Ed è qui che nasce il vero mistero. Perché un Paese che ha bisogno di esempi sceglie di non raccontare i propri eroi?
Perché un uomo che ha impedito un possibile attentato, salvando 140 persone, non è diventato patrimonio della memoria collettiva?
Forse perché gli eroi autentici fanno rumore solo nell'istante in cui agiscono. Poi tornano alla loro vita, senza chiedere nulla. E il mondo, troppo spesso, li dimentica.
L'incontro romano dedicato a Ermenegildo Rossi non vuole soltanto ricordare un episodio straordinario.
Vuole restituire dignità alla memoria. Perché una medaglia d'oro non appartiene soltanto a chi la riceve. Appartiene a un'intera comunità. Racconta ai giovani che il coraggio esiste davvero.
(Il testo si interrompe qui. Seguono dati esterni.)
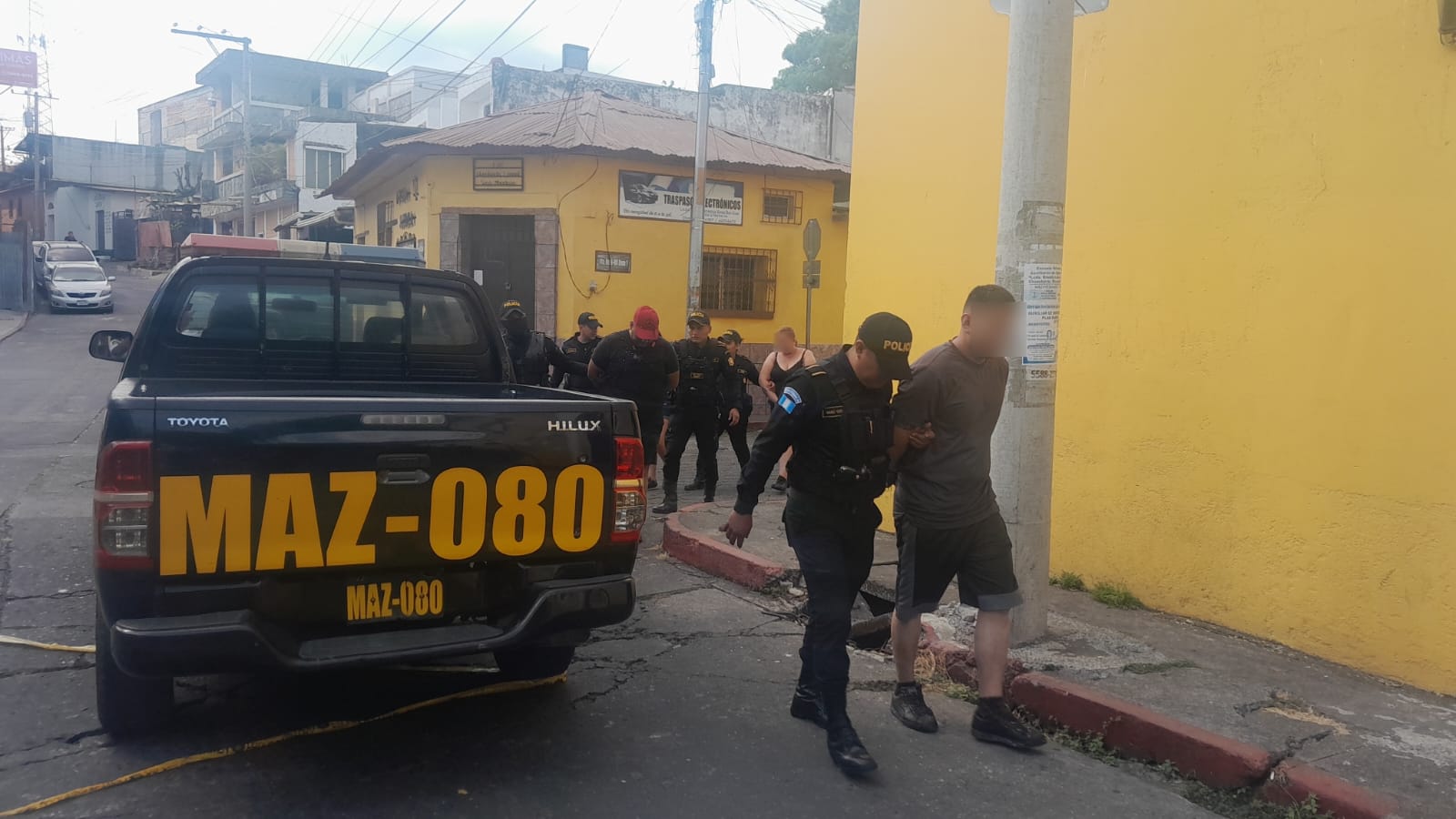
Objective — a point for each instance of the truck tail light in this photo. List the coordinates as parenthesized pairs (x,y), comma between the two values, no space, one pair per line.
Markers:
(630,496)
(123,504)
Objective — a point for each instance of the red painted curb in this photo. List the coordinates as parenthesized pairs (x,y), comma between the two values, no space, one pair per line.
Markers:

Che l'altruismo non è una parola antica. Che ci sono uomini capaci di rischiare tutto per salvare perfetti sconosciuti. Forse, allora, il mistero dell'eroe dimenticato non riguarda Ermenegildo Rossi. Riguarda noi.
Perché ogni volta che lasciamo cadere nell'oblio una storia come la sua, perdiamo un pezzo della nostra identità.
E un Paese che dimentica i propri eroi finisce, inevitabilmente, per dimenticare anche i valori sui quali è stato costruito.